Two large acquisitions enhanced Hill's chances. Acquiring the Ogden Arsenal's assets doubled base acreage and enhanced its capacity to store and maintain explosives and other hazardous materials. The transfer was consummated by Don Burkholder of the base Plans and Management Office in con-junction with arsenal officials, Cornish said.
The acquisition of the 1.5-million-acre Wendover Bombing Range also put Hill in a better bargaining position.
Combined, the facilities gave the Ogden command unique resources to procure, store and test bombs, ammunition and aircraft-launched rockets, said Cornish.
The base already had ample storage facilities and the capacity for X-raying critical missile parts. A pad with 4-foot-thick walls was built to house delicate equipment to check compasses essential to keeping missiles on target. Hill personnel tried to anticipate every necessary precaution to handle hazardous and highly explosive materials germane to ICBM maintenance, testing and firing. Questions such as weapons trans-portation were studied in detail.
When Hill officials requested Air Force funding earmarked for road upgrades to build a new road into a remote part of the base, the petition was denied. The solution was to drive a vehicle east to west across the desired route to beat down a path. "(Then) we had a road.
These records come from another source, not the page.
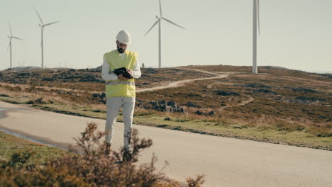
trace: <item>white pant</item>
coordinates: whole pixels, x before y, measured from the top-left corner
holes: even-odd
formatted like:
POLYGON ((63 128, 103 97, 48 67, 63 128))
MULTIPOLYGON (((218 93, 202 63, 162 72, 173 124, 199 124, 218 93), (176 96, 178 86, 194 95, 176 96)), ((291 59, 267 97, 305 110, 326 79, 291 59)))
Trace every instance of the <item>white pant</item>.
POLYGON ((106 100, 107 113, 105 125, 106 142, 111 143, 114 124, 118 117, 118 110, 122 107, 122 114, 124 122, 124 147, 129 150, 131 148, 131 127, 135 108, 134 97, 109 97, 106 100))

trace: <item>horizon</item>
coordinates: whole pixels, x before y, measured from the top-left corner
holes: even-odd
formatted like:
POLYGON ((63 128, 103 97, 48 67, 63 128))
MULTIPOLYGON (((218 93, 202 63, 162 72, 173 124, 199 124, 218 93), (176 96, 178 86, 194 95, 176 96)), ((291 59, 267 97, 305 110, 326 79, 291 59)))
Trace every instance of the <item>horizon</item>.
MULTIPOLYGON (((253 1, 162 0, 161 4, 164 17, 186 28, 162 23, 162 67, 252 65, 253 1)), ((122 5, 106 0, 1 2, 0 69, 9 67, 8 21, 13 35, 25 40, 13 40, 13 67, 41 66, 40 30, 34 7, 45 23, 61 21, 45 29, 47 67, 101 65, 104 53, 116 48, 115 36, 122 29, 131 33, 128 50, 139 53, 140 64, 157 67, 157 28, 143 35, 156 21, 159 1, 130 1, 125 13, 118 8, 122 5)), ((331 8, 328 0, 260 1, 258 66, 332 72, 331 8)))
MULTIPOLYGON (((242 66, 242 65, 235 66, 235 65, 227 65, 227 64, 204 64, 204 65, 195 64, 195 65, 187 65, 187 66, 184 66, 184 67, 190 67, 190 66, 232 66, 232 67, 252 67, 252 66, 242 66)), ((160 69, 163 69, 163 68, 166 68, 166 69, 167 68, 177 68, 177 67, 183 67, 183 66, 165 67, 162 67, 160 69)), ((272 68, 276 68, 276 69, 281 68, 281 69, 284 69, 285 70, 299 71, 299 72, 306 72, 306 73, 313 73, 313 74, 332 74, 332 71, 308 72, 308 71, 300 70, 300 69, 289 69, 289 68, 286 68, 286 67, 283 67, 269 66, 269 65, 258 66, 258 68, 259 69, 259 68, 267 67, 272 67, 272 68)), ((40 67, 26 66, 26 67, 13 67, 12 71, 19 72, 19 71, 27 71, 27 70, 31 70, 31 69, 97 69, 97 68, 101 68, 101 65, 96 67, 89 67, 89 68, 88 67, 87 67, 87 68, 74 68, 74 67, 45 67, 44 69, 42 69, 40 67), (24 69, 24 68, 26 68, 26 69, 28 68, 28 69, 24 69)), ((143 67, 140 67, 140 68, 142 69, 143 67)), ((159 67, 145 67, 144 68, 160 69, 159 67)), ((0 72, 1 71, 9 71, 9 69, 6 69, 0 70, 0 72)), ((260 72, 258 72, 258 74, 260 72)))

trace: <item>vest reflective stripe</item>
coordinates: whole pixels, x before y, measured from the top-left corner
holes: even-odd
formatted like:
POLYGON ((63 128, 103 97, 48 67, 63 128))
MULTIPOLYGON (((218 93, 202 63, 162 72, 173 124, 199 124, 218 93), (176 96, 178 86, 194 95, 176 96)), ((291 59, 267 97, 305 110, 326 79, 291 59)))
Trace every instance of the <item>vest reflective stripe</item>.
MULTIPOLYGON (((109 71, 113 72, 115 69, 126 67, 133 69, 136 63, 137 54, 131 51, 125 51, 123 57, 118 50, 113 50, 106 53, 104 57, 109 64, 109 71)), ((135 97, 135 79, 131 79, 127 81, 115 80, 110 81, 106 85, 106 96, 116 97, 135 97)))
POLYGON ((135 86, 135 82, 133 81, 108 81, 106 85, 116 85, 118 84, 135 86))

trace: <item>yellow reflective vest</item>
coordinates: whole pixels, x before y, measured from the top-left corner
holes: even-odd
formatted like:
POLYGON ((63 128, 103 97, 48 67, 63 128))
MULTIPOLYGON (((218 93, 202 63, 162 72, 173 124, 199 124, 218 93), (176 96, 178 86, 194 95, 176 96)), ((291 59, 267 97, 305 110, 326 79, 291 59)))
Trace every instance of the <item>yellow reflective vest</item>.
MULTIPOLYGON (((109 64, 110 72, 123 67, 127 69, 132 70, 135 68, 137 53, 126 50, 123 55, 124 57, 122 57, 121 54, 116 50, 104 55, 104 57, 109 64)), ((106 98, 116 96, 135 97, 135 91, 134 79, 126 81, 120 79, 108 81, 106 85, 106 98)))

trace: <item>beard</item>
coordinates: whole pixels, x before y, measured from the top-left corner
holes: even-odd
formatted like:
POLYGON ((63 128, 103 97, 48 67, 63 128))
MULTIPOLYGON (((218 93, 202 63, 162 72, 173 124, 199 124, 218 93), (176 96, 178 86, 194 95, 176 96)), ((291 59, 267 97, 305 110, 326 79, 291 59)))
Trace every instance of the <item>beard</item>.
POLYGON ((118 47, 118 45, 116 45, 116 48, 118 49, 118 52, 120 53, 123 53, 125 52, 125 50, 118 47))

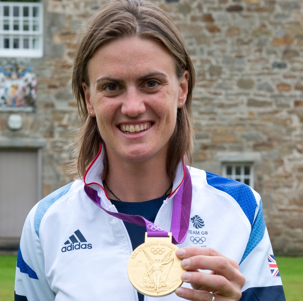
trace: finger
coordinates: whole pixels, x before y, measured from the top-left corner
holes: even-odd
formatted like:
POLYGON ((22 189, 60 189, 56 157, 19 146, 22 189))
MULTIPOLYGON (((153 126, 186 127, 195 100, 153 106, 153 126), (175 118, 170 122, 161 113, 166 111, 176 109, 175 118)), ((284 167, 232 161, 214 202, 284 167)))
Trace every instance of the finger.
MULTIPOLYGON (((178 287, 175 292, 177 296, 187 300, 192 301, 212 301, 212 295, 205 291, 197 291, 185 287, 178 287)), ((216 301, 219 300, 217 299, 216 301)))
POLYGON ((238 286, 235 287, 225 277, 219 275, 200 272, 185 272, 182 274, 181 278, 184 282, 191 283, 195 289, 218 291, 220 292, 220 295, 228 297, 236 297, 240 292, 241 289, 238 286))
POLYGON ((239 270, 238 266, 235 268, 224 257, 200 255, 185 258, 181 262, 182 267, 185 270, 209 270, 216 274, 224 276, 233 280, 238 278, 242 274, 239 270))
POLYGON ((238 268, 239 264, 235 260, 225 256, 219 252, 211 248, 199 248, 196 247, 187 247, 178 249, 176 251, 177 256, 181 259, 199 255, 205 256, 219 256, 224 257, 229 262, 234 268, 238 268))

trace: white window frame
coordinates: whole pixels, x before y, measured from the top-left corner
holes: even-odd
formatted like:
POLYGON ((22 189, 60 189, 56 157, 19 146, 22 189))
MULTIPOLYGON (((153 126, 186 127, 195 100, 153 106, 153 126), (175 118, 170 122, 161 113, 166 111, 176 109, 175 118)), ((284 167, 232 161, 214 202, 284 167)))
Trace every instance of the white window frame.
POLYGON ((0 2, 0 57, 2 57, 39 58, 43 56, 43 5, 42 2, 0 2), (8 6, 9 9, 9 15, 4 16, 4 8, 8 6), (14 17, 14 7, 19 7, 19 16, 14 17), (23 15, 23 8, 28 7, 29 9, 29 15, 23 15), (39 14, 38 16, 34 17, 33 8, 38 8, 39 14), (18 22, 18 30, 14 30, 14 21, 18 22), (28 21, 28 30, 23 30, 24 21, 28 21), (4 29, 5 21, 7 24, 8 21, 9 30, 4 29), (38 25, 38 30, 34 30, 33 25, 35 22, 38 25), (31 30, 29 29, 31 29, 31 30), (4 39, 9 40, 9 48, 4 48, 4 39), (29 48, 24 48, 24 39, 28 39, 29 48), (14 39, 19 40, 18 48, 14 48, 14 39), (34 48, 33 41, 37 41, 38 47, 34 48))
POLYGON ((245 180, 249 181, 248 185, 252 188, 254 188, 254 166, 251 162, 222 162, 222 175, 226 178, 236 180, 239 182, 245 183, 245 180), (249 174, 245 174, 245 166, 249 167, 249 174), (231 174, 228 174, 227 168, 230 167, 231 168, 231 174), (240 168, 240 174, 236 174, 236 167, 240 168))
We got the money to `repair' it," Cornish recalled.
After exhaustive planning, Hill officials were called on to give a presentation at Wright-Patterson, headquarters for the missile program.
"We wanted to convince the brass that Hill Air Force Base was ready," Cornish said. "If the Air Force ever had to use these missiles in actual warfare, they had to be thoroughly convinced or we'd never get what we were after."
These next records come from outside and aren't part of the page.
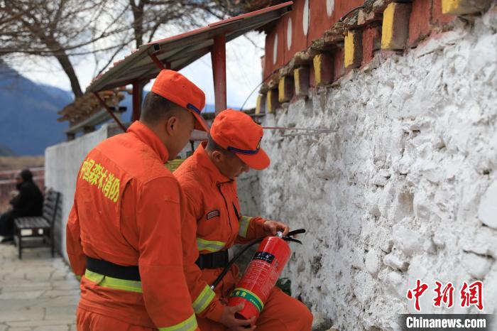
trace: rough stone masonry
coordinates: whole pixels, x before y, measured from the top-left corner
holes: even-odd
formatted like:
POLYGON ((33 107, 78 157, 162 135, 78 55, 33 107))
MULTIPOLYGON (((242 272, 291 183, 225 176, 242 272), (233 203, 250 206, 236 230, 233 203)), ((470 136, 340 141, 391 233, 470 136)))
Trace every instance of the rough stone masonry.
POLYGON ((476 312, 458 293, 481 280, 484 312, 497 313, 496 30, 494 1, 266 115, 266 126, 337 130, 266 131, 271 166, 240 197, 246 214, 307 229, 285 276, 339 330, 399 330, 417 278, 430 286, 422 313, 476 312), (454 283, 452 309, 434 308, 436 280, 454 283))

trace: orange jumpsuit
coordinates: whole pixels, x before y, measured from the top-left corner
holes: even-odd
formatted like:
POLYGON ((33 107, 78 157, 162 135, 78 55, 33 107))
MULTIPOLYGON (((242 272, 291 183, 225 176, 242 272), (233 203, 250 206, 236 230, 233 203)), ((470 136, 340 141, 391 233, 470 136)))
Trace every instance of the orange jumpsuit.
POLYGON ((138 121, 85 158, 67 226, 71 266, 82 276, 78 330, 198 330, 183 273, 185 198, 168 158, 138 121), (85 270, 86 256, 138 266, 141 281, 85 270))
MULTIPOLYGON (((223 175, 209 158, 203 143, 177 169, 178 178, 187 197, 187 212, 182 225, 185 248, 185 274, 193 309, 202 331, 224 330, 217 322, 224 304, 239 280, 234 266, 216 287, 209 286, 222 268, 201 270, 196 264, 199 254, 228 249, 234 244, 245 243, 265 235, 261 217, 241 216, 236 183, 223 175), (188 232, 197 234, 195 238, 188 232)), ((256 322, 258 330, 308 331, 312 315, 300 301, 275 288, 256 322)))

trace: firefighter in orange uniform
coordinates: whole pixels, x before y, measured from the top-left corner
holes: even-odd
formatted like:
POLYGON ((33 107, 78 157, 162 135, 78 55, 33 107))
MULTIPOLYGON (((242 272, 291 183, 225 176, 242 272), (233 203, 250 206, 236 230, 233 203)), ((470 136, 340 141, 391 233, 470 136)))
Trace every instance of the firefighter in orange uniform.
MULTIPOLYGON (((243 306, 226 305, 239 280, 238 268, 234 265, 214 291, 209 288, 229 261, 228 249, 277 231, 288 232, 283 223, 246 217, 240 210, 236 177, 250 168, 262 170, 269 166, 269 158, 260 148, 262 136, 262 127, 248 115, 224 110, 214 119, 209 141, 174 173, 187 200, 182 227, 185 274, 202 331, 248 330, 243 327, 247 321, 234 316, 243 306), (189 232, 197 234, 197 242, 189 232)), ((248 322, 253 330, 253 318, 248 322)), ((307 307, 275 288, 256 327, 261 331, 308 331, 312 324, 307 307)))
POLYGON ((139 121, 99 143, 77 175, 67 227, 72 270, 81 278, 80 331, 199 330, 183 273, 185 198, 164 166, 195 129, 204 92, 162 70, 139 121))

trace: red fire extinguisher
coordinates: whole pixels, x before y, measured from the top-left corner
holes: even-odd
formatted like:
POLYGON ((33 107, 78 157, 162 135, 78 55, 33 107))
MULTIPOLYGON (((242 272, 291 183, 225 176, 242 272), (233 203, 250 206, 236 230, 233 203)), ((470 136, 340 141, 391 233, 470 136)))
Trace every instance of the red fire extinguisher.
POLYGON ((244 309, 237 313, 238 318, 248 320, 255 316, 256 320, 259 317, 269 293, 290 259, 291 251, 287 242, 302 244, 290 236, 305 232, 295 230, 285 237, 278 232, 276 236, 266 237, 262 240, 228 302, 230 307, 244 303, 244 309))

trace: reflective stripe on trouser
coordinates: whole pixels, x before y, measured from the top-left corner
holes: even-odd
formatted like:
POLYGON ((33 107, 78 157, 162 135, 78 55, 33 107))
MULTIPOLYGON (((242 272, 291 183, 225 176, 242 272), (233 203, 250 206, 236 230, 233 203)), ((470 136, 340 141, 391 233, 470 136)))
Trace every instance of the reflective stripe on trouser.
POLYGON ((114 288, 115 290, 129 291, 131 292, 137 292, 139 293, 143 293, 141 290, 141 282, 140 281, 114 278, 114 277, 109 277, 90 271, 88 269, 84 272, 84 278, 89 281, 97 283, 97 285, 99 286, 114 288))
POLYGON ((224 248, 225 245, 225 242, 197 238, 197 247, 198 248, 199 251, 209 251, 214 253, 222 250, 223 248, 224 248))
POLYGON ((209 306, 210 303, 212 301, 212 299, 214 299, 216 293, 214 292, 214 291, 212 291, 208 285, 206 285, 205 288, 204 288, 202 291, 200 292, 199 296, 197 297, 195 300, 193 301, 193 303, 192 304, 195 313, 200 314, 204 311, 204 310, 209 306))
POLYGON ((193 331, 197 329, 197 318, 193 314, 183 322, 167 327, 159 327, 159 331, 193 331))
POLYGON ((248 216, 242 216, 240 217, 240 222, 239 223, 239 229, 238 230, 239 236, 243 237, 244 238, 246 237, 251 219, 252 219, 252 217, 248 217, 248 216))

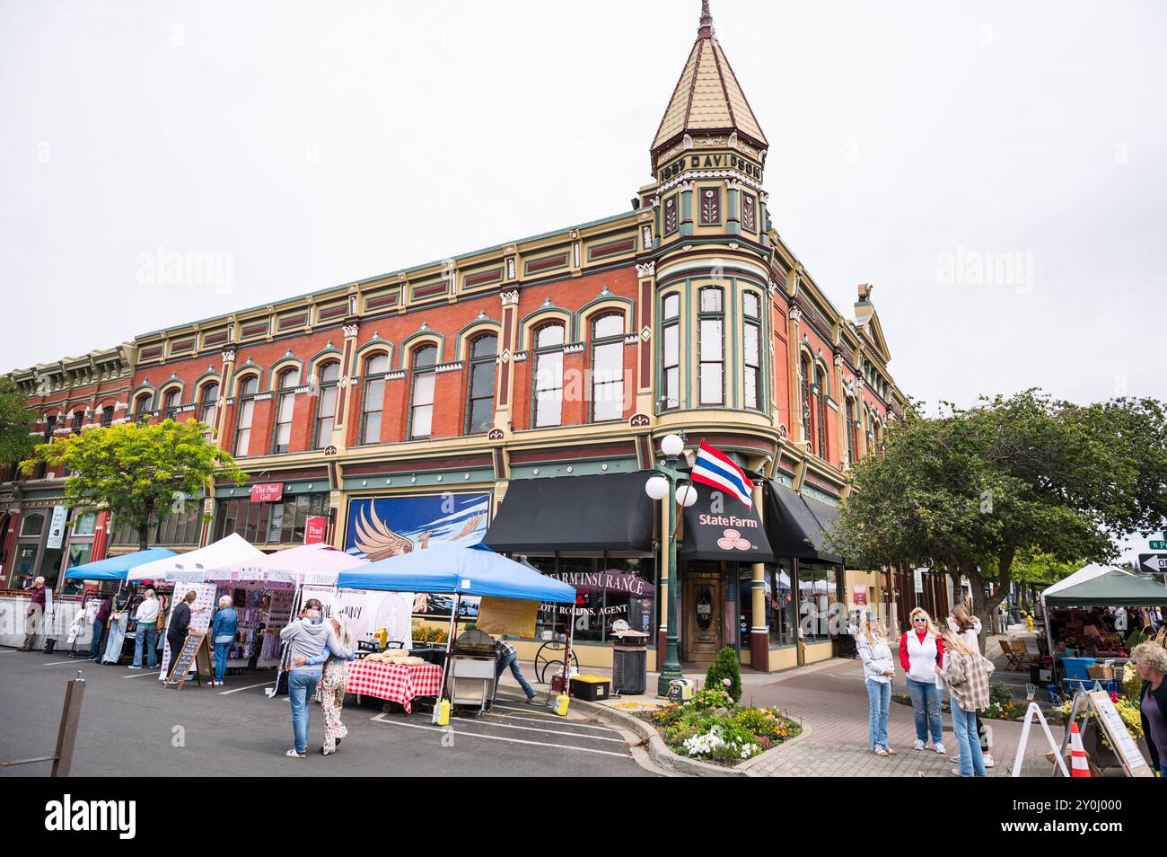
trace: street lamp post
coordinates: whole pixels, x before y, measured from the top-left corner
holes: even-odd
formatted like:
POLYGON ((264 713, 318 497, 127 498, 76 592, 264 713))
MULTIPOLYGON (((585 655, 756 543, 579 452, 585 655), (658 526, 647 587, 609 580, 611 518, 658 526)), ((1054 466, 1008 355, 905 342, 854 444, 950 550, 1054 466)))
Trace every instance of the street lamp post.
POLYGON ((644 493, 652 500, 669 499, 669 605, 668 627, 665 630, 665 657, 661 664, 661 676, 657 680, 657 695, 669 695, 669 683, 683 677, 680 670, 680 649, 677 645, 677 601, 680 597, 680 574, 677 569, 677 508, 692 506, 697 502, 697 490, 684 481, 678 469, 680 454, 685 451, 684 434, 668 434, 661 441, 664 460, 654 466, 656 472, 644 483, 644 493))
Meetings with top Air Force brass at Wright-Patterson and the Pentagon continued for some time.
Ironically, while dealing with the future of missiles that would travel at high speeds for thousands of miles and deliver potent explosives to pinpoint targets, the Hill negotiators sometimes traveled in less-than-ideal circumstances.
One winter on a return trip to Utah after a briefing, Cornish said, "We were in the hold of an unlined cargo plane with the temperature below zero. The deputy commander, Col. Vic Anderson, was the pilot. We were following a road and the wind was so strong aloft that the cars on the road were making more headway than the C-47."
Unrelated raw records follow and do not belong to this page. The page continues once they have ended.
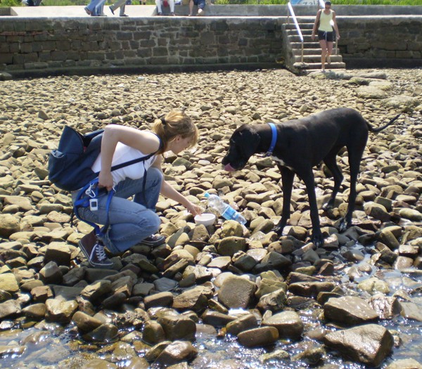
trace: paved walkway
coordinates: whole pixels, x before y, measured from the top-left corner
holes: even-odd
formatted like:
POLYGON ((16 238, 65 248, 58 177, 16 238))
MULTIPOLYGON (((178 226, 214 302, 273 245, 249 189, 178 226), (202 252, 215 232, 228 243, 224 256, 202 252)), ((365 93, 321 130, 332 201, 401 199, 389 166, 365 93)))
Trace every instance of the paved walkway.
MULTIPOLYGON (((87 3, 89 1, 87 1, 87 3)), ((180 6, 179 8, 181 8, 180 6)), ((79 18, 89 17, 84 10, 84 6, 13 6, 11 12, 13 15, 27 18, 79 18)), ((184 6, 182 8, 184 8, 184 6)), ((179 9, 177 9, 177 11, 179 9)), ((181 10, 181 9, 180 9, 181 10)), ((127 5, 124 12, 129 17, 151 17, 154 15, 155 5, 127 5)), ((108 17, 118 17, 119 10, 113 15, 108 6, 104 6, 104 13, 108 17)), ((181 14, 181 11, 178 12, 181 14)))

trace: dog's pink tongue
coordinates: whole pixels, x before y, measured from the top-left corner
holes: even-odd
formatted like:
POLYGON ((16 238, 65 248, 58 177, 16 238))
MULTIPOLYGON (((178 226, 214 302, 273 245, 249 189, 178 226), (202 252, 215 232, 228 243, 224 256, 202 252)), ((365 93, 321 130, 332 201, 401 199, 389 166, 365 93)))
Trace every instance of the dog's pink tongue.
POLYGON ((229 163, 224 167, 224 170, 226 170, 227 171, 234 171, 234 168, 229 163))

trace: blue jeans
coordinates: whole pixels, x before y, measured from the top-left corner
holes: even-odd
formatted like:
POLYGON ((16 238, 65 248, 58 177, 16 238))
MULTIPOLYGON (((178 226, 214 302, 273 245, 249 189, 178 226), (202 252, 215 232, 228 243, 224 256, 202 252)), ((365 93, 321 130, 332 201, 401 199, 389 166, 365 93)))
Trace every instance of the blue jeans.
MULTIPOLYGON (((162 173, 157 168, 150 168, 145 188, 143 182, 143 178, 127 179, 115 188, 116 193, 108 212, 110 226, 102 240, 113 254, 126 251, 158 231, 160 220, 155 214, 155 205, 161 190, 162 173), (134 196, 132 201, 127 200, 131 196, 134 196)), ((76 194, 72 197, 73 200, 75 197, 76 194)), ((79 207, 79 217, 96 224, 106 224, 107 197, 107 193, 98 197, 96 211, 92 212, 89 207, 79 207)))

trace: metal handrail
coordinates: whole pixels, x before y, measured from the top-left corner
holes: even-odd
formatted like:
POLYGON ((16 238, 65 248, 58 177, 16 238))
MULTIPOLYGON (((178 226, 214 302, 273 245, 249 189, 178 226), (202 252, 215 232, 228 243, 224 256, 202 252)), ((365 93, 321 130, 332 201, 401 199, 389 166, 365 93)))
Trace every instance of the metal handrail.
MULTIPOLYGON (((293 18, 293 22, 295 23, 295 27, 296 27, 296 30, 298 31, 298 34, 299 35, 299 38, 300 39, 300 42, 302 42, 302 57, 300 61, 303 63, 303 36, 302 34, 302 32, 300 31, 300 27, 299 27, 299 23, 298 23, 298 20, 296 19, 296 15, 295 15, 295 11, 293 11, 293 7, 292 4, 289 1, 287 3, 287 7, 288 8, 288 11, 290 15, 293 18)), ((288 13, 287 15, 287 24, 290 24, 290 17, 288 13)))
MULTIPOLYGON (((319 4, 319 6, 321 8, 325 9, 325 2, 324 1, 324 0, 318 0, 318 4, 319 4)), ((335 33, 335 30, 334 30, 334 33, 335 33)), ((334 40, 334 44, 335 45, 335 47, 334 48, 335 55, 338 55, 338 51, 337 49, 337 33, 335 33, 335 39, 334 40)))

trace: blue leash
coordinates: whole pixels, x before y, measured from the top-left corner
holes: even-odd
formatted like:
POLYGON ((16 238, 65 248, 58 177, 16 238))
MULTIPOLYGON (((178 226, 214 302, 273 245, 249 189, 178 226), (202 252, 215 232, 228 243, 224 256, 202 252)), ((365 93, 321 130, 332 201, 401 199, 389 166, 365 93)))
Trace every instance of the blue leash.
POLYGON ((272 137, 271 139, 271 145, 269 145, 269 148, 264 156, 270 156, 272 154, 277 142, 277 129, 276 128, 276 125, 274 123, 268 123, 268 124, 271 127, 272 137))
MULTIPOLYGON (((95 231, 95 233, 96 235, 102 237, 106 232, 107 232, 107 229, 110 226, 110 221, 108 216, 108 212, 110 209, 110 204, 111 203, 111 199, 113 198, 115 191, 114 189, 112 189, 110 191, 108 191, 108 194, 107 195, 107 202, 106 203, 106 212, 107 213, 107 220, 106 221, 106 224, 102 227, 100 226, 95 223, 92 223, 91 221, 88 221, 85 219, 81 219, 78 214, 78 208, 79 207, 93 207, 93 204, 95 205, 96 202, 96 206, 98 207, 98 199, 99 196, 99 192, 101 188, 98 188, 98 179, 96 178, 89 182, 88 184, 85 185, 78 193, 75 203, 73 205, 73 212, 76 217, 80 221, 84 221, 85 223, 89 224, 91 227, 94 228, 95 231), (87 196, 84 196, 87 195, 87 196), (93 202, 94 200, 94 202, 93 202)), ((98 207, 97 207, 98 209, 98 207)), ((94 210, 93 210, 94 211, 94 210)))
Another time en route home from a "think tank" session in California, somewhere over the Nevada desert, the auxiliary power unit behind the navigator's station caught fire.
"A gasoline fire on a plane in flight is not a comfortable situation," Cornish recalled. "A gutsy crew chief, who suffered burns in the process, was able to extinguish the fire. In response to sincere thanks from those aboard, his response was `just doing my job.' "
Ultimately, the effort was worth it. The 1959 announcement that Utah's base would take over Minuteman management had immediate results.
A four-star general from Dayton, Ohio, came to Utah to head the program. A new division was created, and space was provided on the Ogden base for Boeing, one of the prime missile contractors. Thiokol and Hercules blossomed.
"Huge sums of money were spent. Hill became the management center for more than 1,000 ICBMs, and the project supported huge payrolls for more than a decade," said Cornish.
With the advantages of the management program came the hazards of highly volatile missiles. "These were not kitty-cats we were dealing with. It takes a lot of near-explosions to get a missile across to Russia," Cornish recalled. "We didn't treat them like firewood."
For his key role in the quest to get Utah involved in the nation's space program, Cornish was awarded the Hill Administrative Club's Mach Award. A letter of commendation from Col. Nathan G. Mehaffey, then director of logistics support management at the base, cited him for putting in many extra hours on the project and his willingness to speak to diverse groups about Hill's objectives.
Cornish left the base in 1964 to become an executive with Warner-Robbins in Georgia. He currently is affiliated with Medical Device Research and divides his time between American Fork and Hurricane.